Unerheblich ist auch, dass die Beklagte V. nicht darüber aufgeklärt hat, dass unter bestimmten Bedingungen eine Witwerrente nicht zur Auszahlung kommt. Denn die Anrechnung von Einkommen ist erst durch das Hinterbliebenen- und Erziehungszeitengesetz (HEZG) vom 11.7.1985 zum 1.1.1986 eingeführt worden, während V. – nach Angaben des Klägers – schon vor diesem Zeitpunkt die freiwilligen Beiträge geleistet hat. Unabhängig davon war weder zum Zeitpunkt der Entrichtung der freiwilligen Beiträge noch im Jahr 1986 ersichtlich, dass V. im Jahr 2009 vor dem Kläger versterben würde. Die Voraussetzungen, unter denen sich Eheleute bis zum 31.12.1988 für die Anwendung des bis zum 31.12.1985 geltenden Rechts entschließen konnten, wonach die Witwerrente ohne Anrechnung gewährt wurde, andererseits aber Voraussetzung war, dass die Verstorbene den Unterhalt ihrer Familie überwiegend bestritten hatte, lagen beim Kläger und seiner Ehefrau (Art. 2 § 17a Abs. 2 AnVNG bzw. Art. 2 § 18 Abs. 3 ArVNG) schon deswegen nicht vor, weil nicht beide Eheleute vor dem 1.1.1936 geboren waren.

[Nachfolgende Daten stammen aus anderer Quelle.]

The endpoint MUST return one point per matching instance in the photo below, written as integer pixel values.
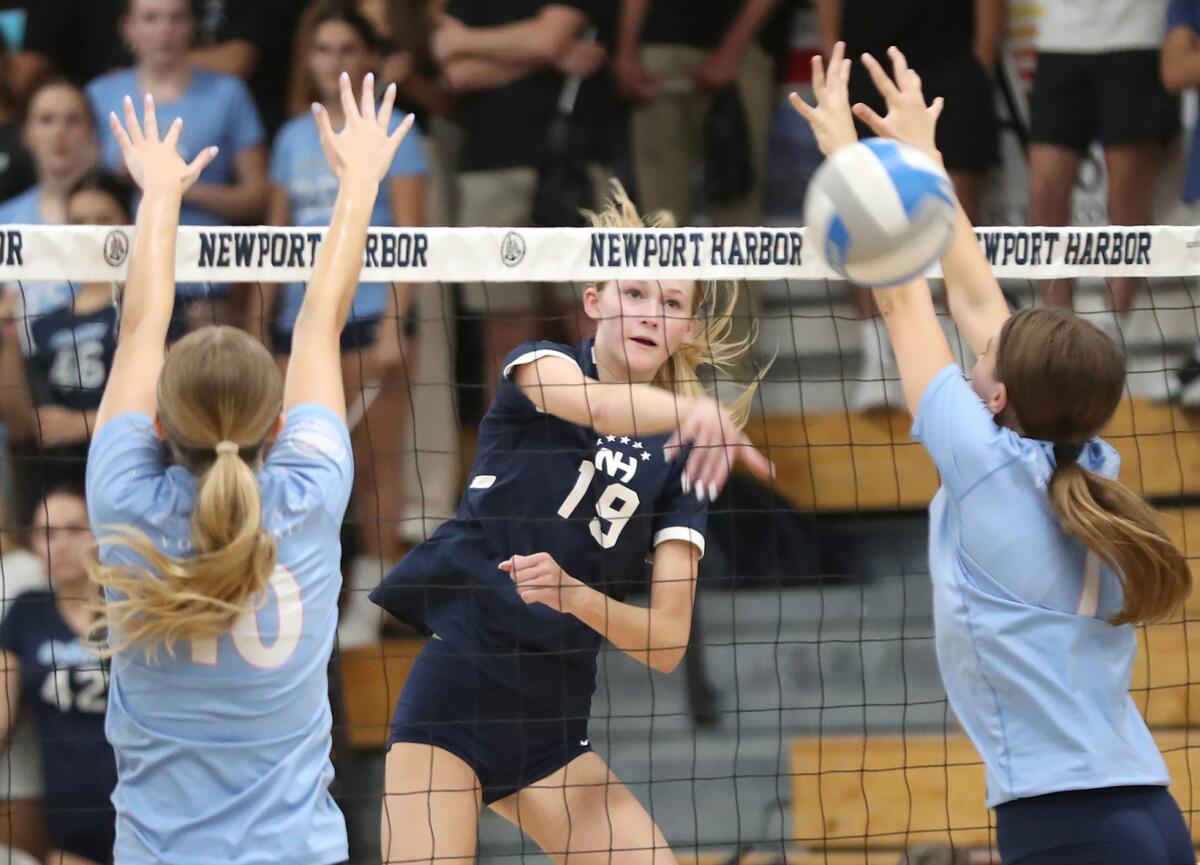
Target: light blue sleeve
(315, 452)
(409, 156)
(960, 433)
(245, 126)
(103, 98)
(126, 468)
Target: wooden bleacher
(892, 792)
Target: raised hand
(717, 444)
(540, 580)
(909, 118)
(153, 161)
(364, 145)
(831, 119)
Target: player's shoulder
(532, 352)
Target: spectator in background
(82, 40)
(304, 191)
(1098, 78)
(49, 667)
(405, 31)
(431, 460)
(16, 167)
(60, 138)
(216, 109)
(957, 61)
(672, 55)
(507, 59)
(21, 770)
(69, 352)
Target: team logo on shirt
(117, 247)
(513, 250)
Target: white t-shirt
(1093, 26)
(21, 767)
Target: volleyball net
(808, 720)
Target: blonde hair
(714, 343)
(217, 385)
(1065, 379)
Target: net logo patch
(513, 250)
(117, 247)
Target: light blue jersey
(222, 751)
(1036, 674)
(298, 164)
(217, 109)
(36, 298)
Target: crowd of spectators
(484, 78)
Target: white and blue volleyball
(880, 212)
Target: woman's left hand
(540, 580)
(153, 161)
(831, 119)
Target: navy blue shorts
(1116, 826)
(514, 719)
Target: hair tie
(1067, 452)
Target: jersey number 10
(616, 505)
(246, 636)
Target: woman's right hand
(363, 146)
(909, 119)
(717, 444)
(153, 162)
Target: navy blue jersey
(65, 685)
(69, 354)
(599, 504)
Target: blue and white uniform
(1035, 672)
(222, 749)
(299, 167)
(508, 686)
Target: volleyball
(880, 211)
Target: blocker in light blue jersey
(222, 750)
(1035, 672)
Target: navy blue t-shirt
(65, 685)
(598, 504)
(69, 355)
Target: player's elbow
(666, 660)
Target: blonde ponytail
(219, 396)
(1116, 524)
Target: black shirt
(507, 127)
(924, 30)
(65, 685)
(703, 23)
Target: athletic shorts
(513, 718)
(1117, 98)
(84, 830)
(1116, 826)
(967, 132)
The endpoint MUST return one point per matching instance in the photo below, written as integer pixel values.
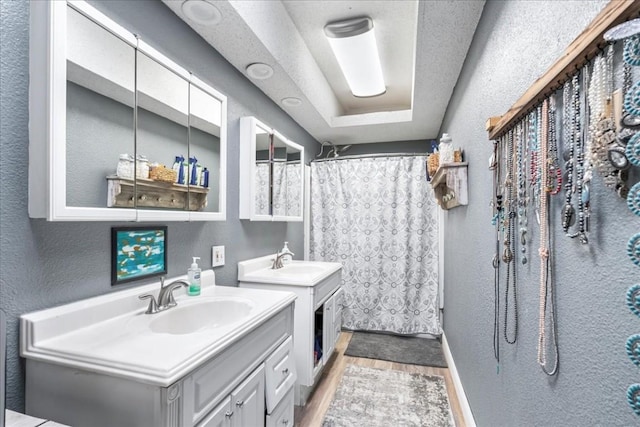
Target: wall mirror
(129, 133)
(271, 180)
(100, 101)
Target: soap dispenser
(193, 274)
(286, 258)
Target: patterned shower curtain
(378, 217)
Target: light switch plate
(217, 256)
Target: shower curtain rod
(366, 156)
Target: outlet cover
(217, 256)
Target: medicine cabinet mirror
(118, 131)
(271, 174)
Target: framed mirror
(100, 100)
(109, 115)
(274, 164)
(207, 145)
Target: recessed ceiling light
(259, 71)
(291, 102)
(202, 12)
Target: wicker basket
(432, 163)
(161, 173)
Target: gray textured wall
(515, 43)
(46, 264)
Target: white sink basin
(301, 273)
(202, 315)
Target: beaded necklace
(546, 299)
(496, 203)
(553, 182)
(522, 144)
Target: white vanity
(223, 358)
(318, 310)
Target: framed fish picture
(138, 253)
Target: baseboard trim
(462, 397)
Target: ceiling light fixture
(354, 45)
(202, 12)
(259, 71)
(291, 102)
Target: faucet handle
(153, 305)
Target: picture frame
(138, 252)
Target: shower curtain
(377, 216)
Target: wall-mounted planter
(449, 184)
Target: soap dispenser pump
(286, 258)
(193, 274)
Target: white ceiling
(422, 45)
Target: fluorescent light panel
(354, 44)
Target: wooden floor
(313, 413)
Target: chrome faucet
(277, 262)
(165, 296)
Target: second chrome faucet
(165, 296)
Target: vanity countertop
(293, 273)
(111, 334)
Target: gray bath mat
(395, 348)
(381, 398)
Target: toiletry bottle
(286, 258)
(193, 274)
(177, 166)
(192, 170)
(204, 178)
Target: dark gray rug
(395, 348)
(382, 398)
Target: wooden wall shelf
(584, 48)
(450, 185)
(146, 193)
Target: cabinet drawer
(281, 373)
(282, 415)
(219, 416)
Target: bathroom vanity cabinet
(241, 376)
(318, 313)
(104, 108)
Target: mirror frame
(48, 120)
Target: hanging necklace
(508, 256)
(568, 124)
(546, 280)
(494, 165)
(522, 144)
(553, 182)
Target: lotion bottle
(286, 258)
(193, 274)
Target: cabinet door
(220, 416)
(247, 401)
(280, 373)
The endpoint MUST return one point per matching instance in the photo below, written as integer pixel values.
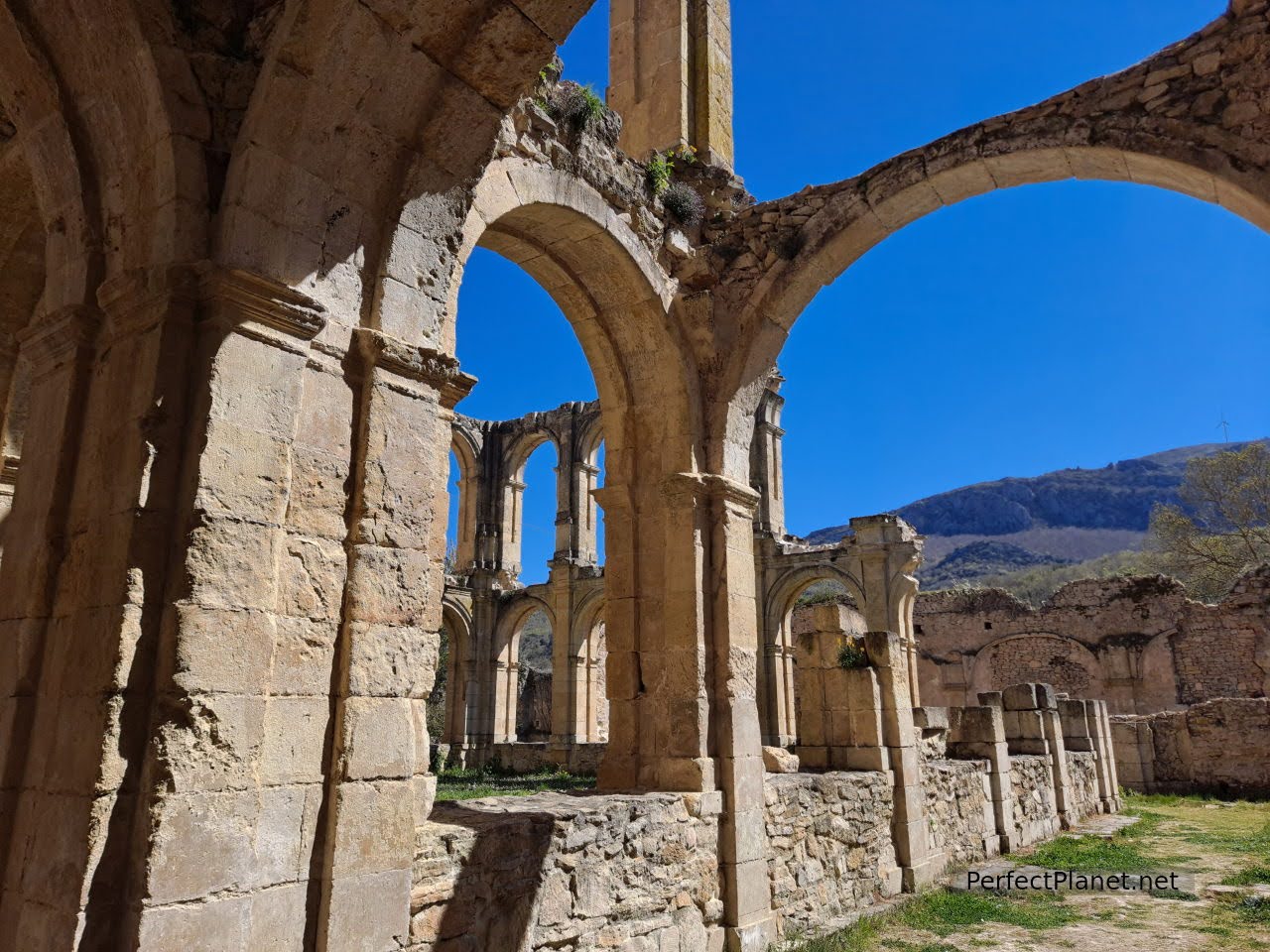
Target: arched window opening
(536, 527)
(535, 679)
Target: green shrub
(684, 202)
(851, 654)
(658, 173)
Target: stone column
(1082, 730)
(766, 468)
(671, 76)
(733, 639)
(889, 657)
(377, 787)
(1134, 753)
(1033, 726)
(42, 875)
(1109, 779)
(979, 733)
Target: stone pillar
(377, 785)
(671, 76)
(1109, 779)
(889, 656)
(1082, 730)
(766, 468)
(889, 552)
(44, 834)
(568, 661)
(1033, 726)
(979, 733)
(1134, 753)
(733, 639)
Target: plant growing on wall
(580, 107)
(685, 203)
(851, 654)
(661, 167)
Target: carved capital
(711, 486)
(262, 308)
(417, 363)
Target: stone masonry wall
(1138, 643)
(957, 809)
(1220, 747)
(1033, 785)
(568, 873)
(1083, 772)
(829, 846)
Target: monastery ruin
(231, 255)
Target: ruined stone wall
(1033, 785)
(829, 844)
(561, 871)
(1139, 643)
(957, 809)
(1083, 774)
(1220, 747)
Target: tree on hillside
(1222, 526)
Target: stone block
(375, 828)
(780, 761)
(370, 911)
(379, 738)
(391, 660)
(931, 717)
(295, 739)
(1020, 697)
(277, 919)
(213, 925)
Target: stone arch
(517, 456)
(778, 694)
(331, 169)
(467, 454)
(1030, 656)
(610, 287)
(506, 658)
(1197, 134)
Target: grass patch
(943, 912)
(1252, 876)
(470, 784)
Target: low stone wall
(568, 871)
(829, 846)
(1137, 643)
(530, 757)
(1219, 747)
(959, 810)
(1082, 771)
(1033, 785)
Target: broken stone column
(888, 655)
(1134, 753)
(839, 710)
(1082, 730)
(979, 733)
(377, 780)
(1109, 779)
(671, 76)
(1033, 726)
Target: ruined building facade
(232, 246)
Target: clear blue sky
(1070, 324)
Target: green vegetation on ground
(1173, 833)
(454, 783)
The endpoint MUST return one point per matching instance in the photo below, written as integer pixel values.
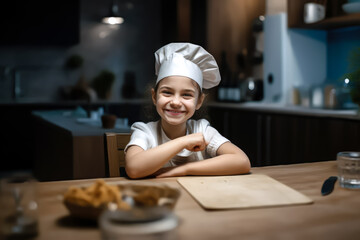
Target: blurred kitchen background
(286, 78)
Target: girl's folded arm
(141, 163)
(230, 160)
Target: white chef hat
(188, 60)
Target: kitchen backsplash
(37, 73)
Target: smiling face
(176, 99)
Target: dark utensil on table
(328, 185)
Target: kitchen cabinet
(271, 138)
(335, 17)
(40, 23)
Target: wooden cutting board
(242, 191)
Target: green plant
(103, 82)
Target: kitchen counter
(335, 216)
(288, 109)
(79, 125)
(68, 145)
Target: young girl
(177, 145)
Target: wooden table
(335, 216)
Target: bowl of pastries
(88, 202)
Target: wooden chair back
(115, 144)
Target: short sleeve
(142, 135)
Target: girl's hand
(195, 142)
(171, 172)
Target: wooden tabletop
(335, 216)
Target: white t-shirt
(150, 135)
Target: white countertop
(289, 109)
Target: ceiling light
(113, 17)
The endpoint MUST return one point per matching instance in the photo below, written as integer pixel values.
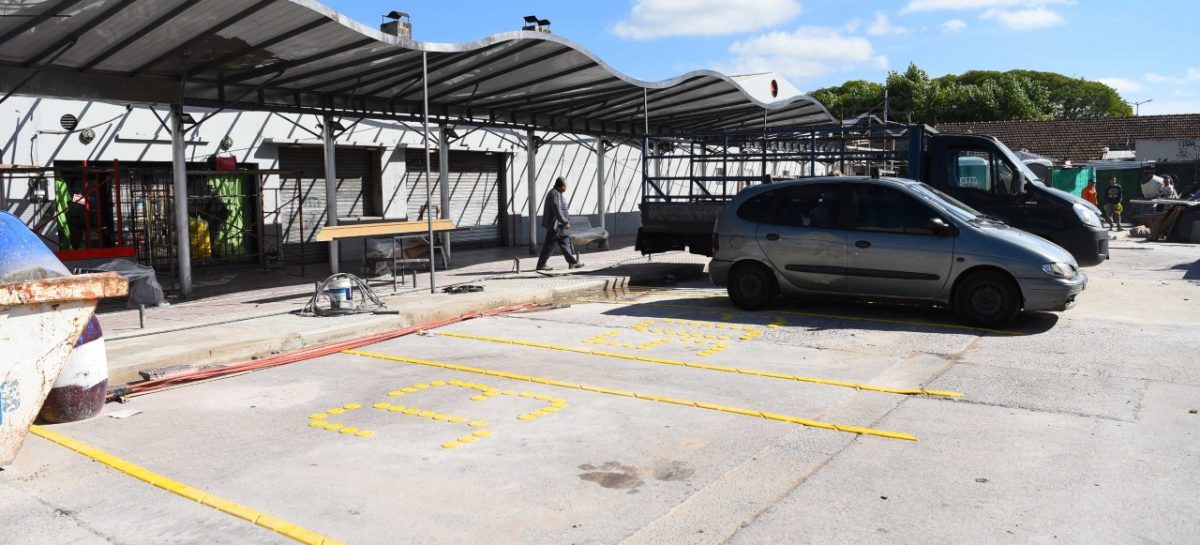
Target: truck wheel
(753, 287)
(989, 299)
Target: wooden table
(394, 229)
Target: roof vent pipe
(397, 23)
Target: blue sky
(1144, 49)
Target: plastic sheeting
(144, 288)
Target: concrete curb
(228, 343)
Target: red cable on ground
(307, 353)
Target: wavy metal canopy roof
(301, 55)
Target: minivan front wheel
(753, 287)
(988, 299)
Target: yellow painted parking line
(304, 535)
(802, 421)
(827, 316)
(706, 366)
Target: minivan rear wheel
(753, 287)
(988, 299)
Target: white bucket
(339, 291)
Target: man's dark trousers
(563, 239)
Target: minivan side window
(760, 208)
(982, 171)
(887, 210)
(816, 205)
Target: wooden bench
(583, 234)
(394, 229)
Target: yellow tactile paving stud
(321, 420)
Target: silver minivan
(886, 239)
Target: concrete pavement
(235, 325)
(1079, 427)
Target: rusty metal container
(42, 313)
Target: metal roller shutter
(475, 193)
(354, 172)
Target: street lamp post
(1137, 106)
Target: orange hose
(307, 353)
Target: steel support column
(601, 192)
(444, 181)
(429, 174)
(328, 136)
(532, 180)
(183, 234)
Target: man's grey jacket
(555, 211)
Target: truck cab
(983, 173)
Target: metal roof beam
(135, 36)
(292, 64)
(371, 75)
(575, 101)
(449, 60)
(702, 97)
(496, 103)
(714, 113)
(744, 119)
(390, 81)
(183, 47)
(90, 25)
(36, 21)
(498, 73)
(588, 65)
(402, 64)
(575, 108)
(291, 34)
(342, 66)
(664, 94)
(511, 52)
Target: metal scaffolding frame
(232, 55)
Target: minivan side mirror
(940, 227)
(1018, 183)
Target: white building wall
(30, 133)
(1170, 150)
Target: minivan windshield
(952, 205)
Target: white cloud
(1025, 19)
(882, 27)
(1159, 78)
(954, 25)
(1123, 85)
(1170, 107)
(805, 53)
(969, 5)
(1191, 75)
(660, 18)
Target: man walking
(557, 222)
(1113, 196)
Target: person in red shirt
(1090, 192)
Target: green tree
(851, 97)
(977, 96)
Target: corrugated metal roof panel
(286, 47)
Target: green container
(1072, 180)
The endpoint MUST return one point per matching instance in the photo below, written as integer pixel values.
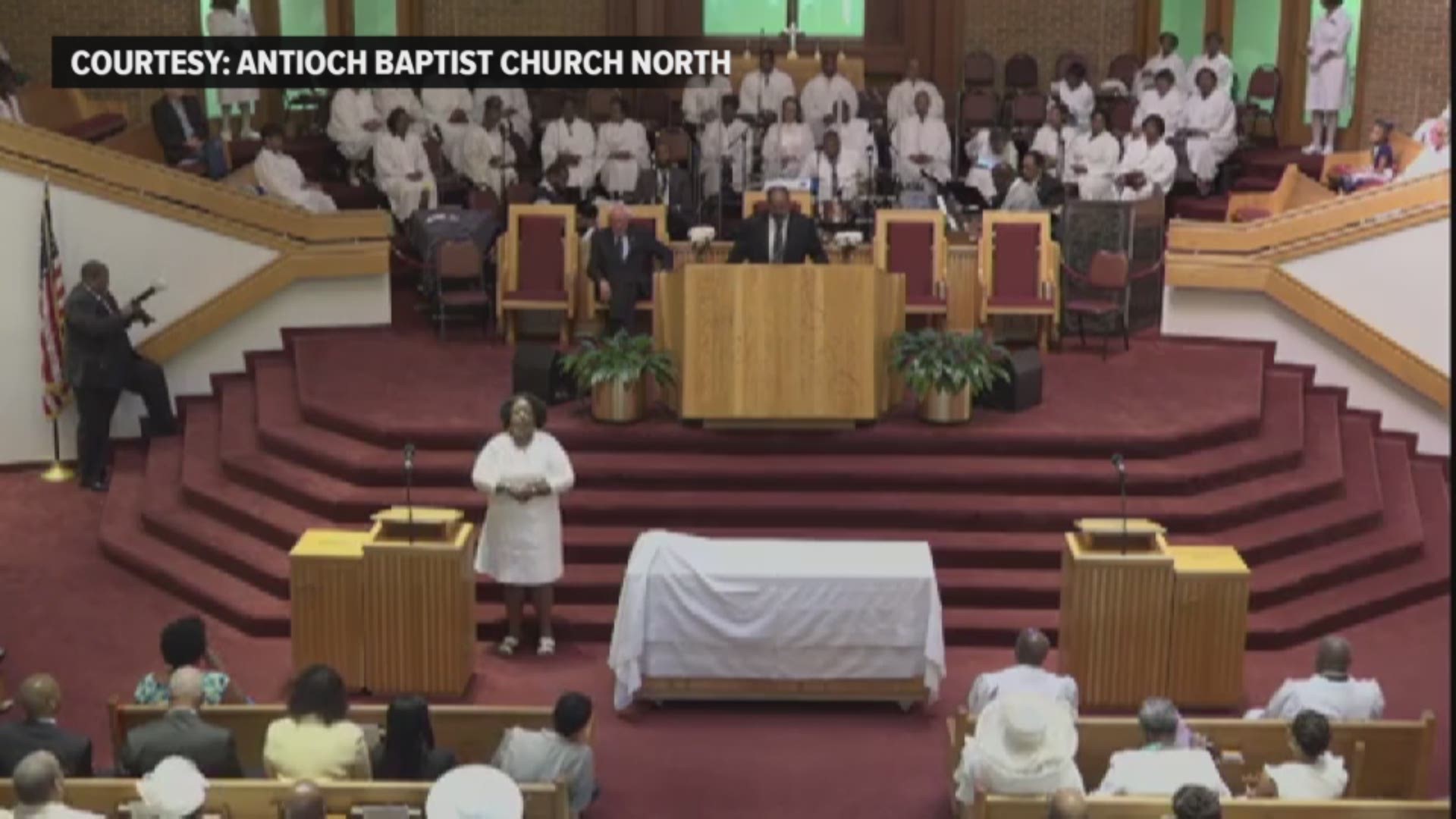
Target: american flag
(53, 318)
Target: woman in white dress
(1315, 771)
(788, 145)
(523, 471)
(1326, 89)
(228, 19)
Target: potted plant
(946, 371)
(615, 369)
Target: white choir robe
(820, 98)
(900, 105)
(1329, 66)
(925, 136)
(1218, 117)
(395, 159)
(718, 145)
(280, 175)
(348, 112)
(759, 93)
(577, 139)
(619, 175)
(1158, 164)
(785, 149)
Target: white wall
(139, 248)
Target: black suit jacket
(169, 127)
(801, 241)
(182, 733)
(20, 739)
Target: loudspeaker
(1024, 388)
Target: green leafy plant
(949, 362)
(619, 359)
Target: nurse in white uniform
(523, 471)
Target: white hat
(475, 792)
(175, 787)
(1025, 733)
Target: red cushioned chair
(539, 265)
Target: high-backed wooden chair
(539, 265)
(912, 242)
(1018, 265)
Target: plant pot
(940, 407)
(618, 403)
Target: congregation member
(1163, 764)
(788, 145)
(824, 93)
(900, 104)
(1315, 773)
(1147, 167)
(181, 127)
(402, 168)
(762, 93)
(1027, 676)
(316, 741)
(1331, 691)
(408, 752)
(574, 142)
(523, 472)
(622, 152)
(39, 698)
(181, 732)
(1329, 74)
(280, 175)
(354, 124)
(561, 752)
(1025, 744)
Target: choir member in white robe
(1149, 165)
(280, 175)
(523, 472)
(900, 105)
(824, 93)
(1210, 130)
(574, 142)
(788, 143)
(1092, 161)
(921, 143)
(762, 93)
(402, 168)
(1329, 67)
(620, 150)
(226, 19)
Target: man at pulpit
(778, 237)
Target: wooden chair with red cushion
(539, 265)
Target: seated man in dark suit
(181, 126)
(39, 698)
(778, 237)
(620, 267)
(181, 732)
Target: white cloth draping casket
(777, 610)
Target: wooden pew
(259, 799)
(1385, 758)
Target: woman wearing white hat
(1025, 744)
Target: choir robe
(280, 175)
(395, 159)
(348, 112)
(1216, 115)
(820, 96)
(759, 93)
(619, 175)
(577, 139)
(925, 136)
(1158, 164)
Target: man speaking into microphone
(99, 365)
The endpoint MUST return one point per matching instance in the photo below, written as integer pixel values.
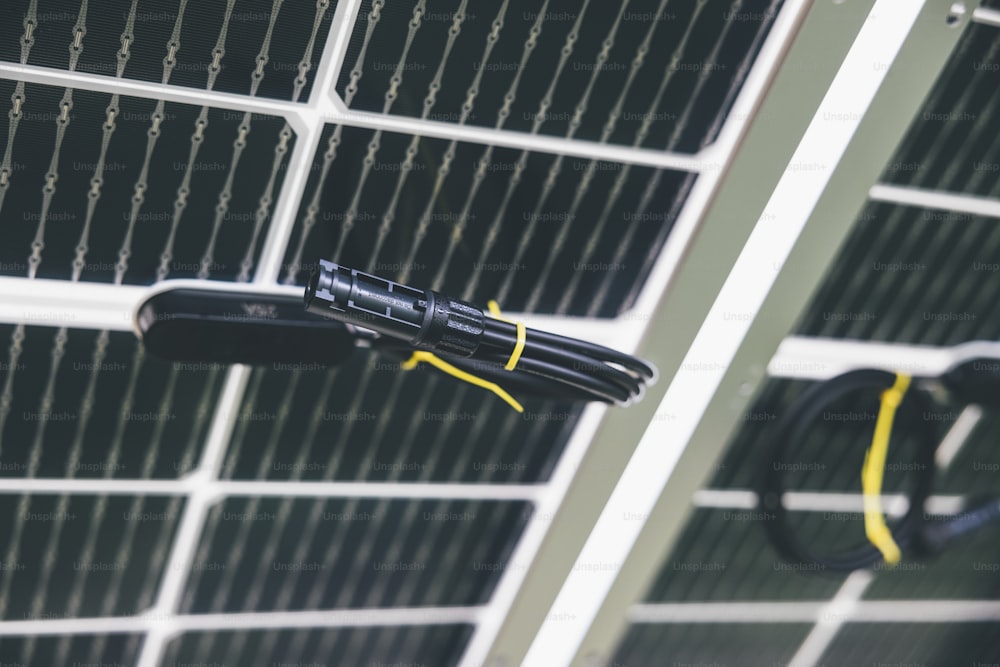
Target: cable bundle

Die Voraussetzungen für eine Beitragserstattung gemäß § 210 Abs. 1 Nr. 3 SGB VI liegen nicht vor. Nach dieser Vorschrift werden Beiträge Witwen, Witwern, überlebenden Lebenspartnern oder Waisen erstattet, wenn wegen nicht erfüllter allgemeiner Wartezeit ein Anspruch auf Rente wegen Todes nicht besteht, Halbwaisen aber nur, wenn eine Witwe, ein Witwer oder ein überlebender Lebenspartner nicht vorhanden ist. Vorliegend hat V. die allgemeine Wartezeit (fünf Jahre) erfüllt. Dem Kläger steht grundsätzlich ein Anspruch auf Witwerrente – wie auch seiner Tochter eine Halbwaisenrente zustand – zu, es kommt lediglich wegen der Anrechnung des eigenen Einkommens des Klägers ab 1.3.2010 nicht zur Auszahlung der Rente.

Nach alledem war das angefochtene Urteil des SG nicht zu beanstanden. Die Berufung des Klägers musste deswegen zurückgewiesen werden.

Die Kostenentscheidung beruht auf § 193 SGG.

Gründe für eine Zulassung der Revision liegen nicht vor.